ASSISTANT PROFESSOR
For the past few years, most of us have experienced Artificial Intelligence as a helpful assistant—something that drafts an email, summarises a report, or answers a question the moment we ask. Useful, certainly, but always waiting for our next instruction. That relationship is now changing fundamentally. A new generation of AI, described as “agentic”, does not merely respond—it acts. Given a goal, such a system can plan the steps, make decisions, use digital tools, and carry a task through to completion with little human intervention. At JIMS Kalkaji, within the PGDM programme, where the emphasis lies on preparing managers for a fast-evolving business landscape, this shift deserves close attention—because it changes not just what technology can do, but what a manager’s job will actually involve.
From Answering to Acting
The difference between an assistant and an agent is easy to overlook, yet important to grasp. An AI assistant is essentially reactive—it depends on human input and handles one request at a time. An AI agent, by contrast, is goal-directed. Tell it what outcome you want, and it works out how to get there: breaking the goal into steps, choosing which tools to use, and adjusting course when something does not go as planned. In practice, this might mean an agent that handles an entire customer-service resolution, compiles and files a routine compliance report, or coordinates a stretch of the sales cycle from start to finish. The research firm Gartner captures the scale of this change bluntly—fewer than five percent of enterprise applications carried such task-specific agents in 2025, a figure it expects to approach forty percent by the end of 2026. Whatever one makes of the exact numbers, the direction of travel is unmistakable.

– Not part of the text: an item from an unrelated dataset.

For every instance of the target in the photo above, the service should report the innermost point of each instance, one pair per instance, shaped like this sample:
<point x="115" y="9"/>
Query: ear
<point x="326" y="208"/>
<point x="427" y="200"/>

The Manager as Delegator, Not Doer
If agents can execute tasks on their own, the manager’s role inevitably moves up a level. For decades, management thinking has drawn a line between doing the work and directing it; agentic AI sharpens that line considerably. The manager of the near future will spend less time issuing step-by-step instructions and more time doing what capable leaders have always done with capable teams—setting clear objectives, defining boundaries, and reviewing outcomes. In truth, delegating to an AI agent is not so different from delegating to a junior colleague. One has to be specific about the goal, honest about the constraints, and clear about which decisions may be taken independently and which must be brought back for approval. The classic managerial questions—what does success look like, where are the limits, who is accountable—do not disappear. If anything, they grow more important, because this particular “employee” works faster, tirelessly, and without the human instinct to pause and ask when something quietly feels wrong.
Why Enthusiasm Alone Is Not a Strategy
It would be a mistake, however, to treat agentic AI as a finished solution waiting to be switched on. Alongside the genuine excitement sits a sobering caution: Gartner estimates that more than four in ten agentic AI projects may be abandoned by the end of 2027, undone by rising costs, unclear business value, and weak controls. A good deal of what is marketed today as an “agent” is really an ordinary assistant dressed in ambitious language—a practice the industry has begun to call “agent-washing”. For managers, the lesson is a familiar one in new clothing. Technology tends to succeed where it is aimed at a real, well-defined problem with a measurable payoff, and to fail where it is adopted merely because it is fashionable. Choosing the right task, setting honest success metrics, and being willing to shut down what does not work are managerial disciplines far more than they are technical ones.
Accountability When the Machine Acts
Autonomy also raises a question that management cannot delegate away: who answers for the agent’s decisions? When a system acts on its own—approving a request, sending out a communication, moving stock between locations—the responsibility for that action still rests with the organisation and the people who run it. This is why oversight, auditability, and clear guardrails are shifting from optional extras to basic requirements. A well-designed agent should operate within defined limits, keep a traceable record of what it did and why, and hand control back to a human whenever a decision carries real weight. Some estimates suggest that within a few years, a meaningful share of routine workplace decisions could be taken autonomously; the organisations that truly benefit will be those that grant such autonomy deliberately, keeping human judgement firmly in the loop for anything consequential.
The Skills That Will Define the Next Manager
All of this points to a quiet but significant change in what makes a manager effective. The premium is moving away from being the person who performs the task and towards being the person who can supervise a system that performs it—framing the problem clearly, judging the quality of an agent’s output, and knowing when to trust it and when to step in. These are not coding skills; they are judgement, communication, and ethical clarity, applied to a new kind of workforce. For management education, the implication is direct. Preparing students for this world means teaching them to treat AI not as a gadget that answers questions, but as a capable yet fallible collaborator that must be directed, checked, and held to account. The managers who thrive in the coming years will be those who learn to lead alongside intelligent systems—delegating boldly, supervising wisely, and never surrendering the human responsibility that no algorithm can carry. Agentic AI may be able to act on its own; deciding what it should be trusted to do will remain, firmly, a human task.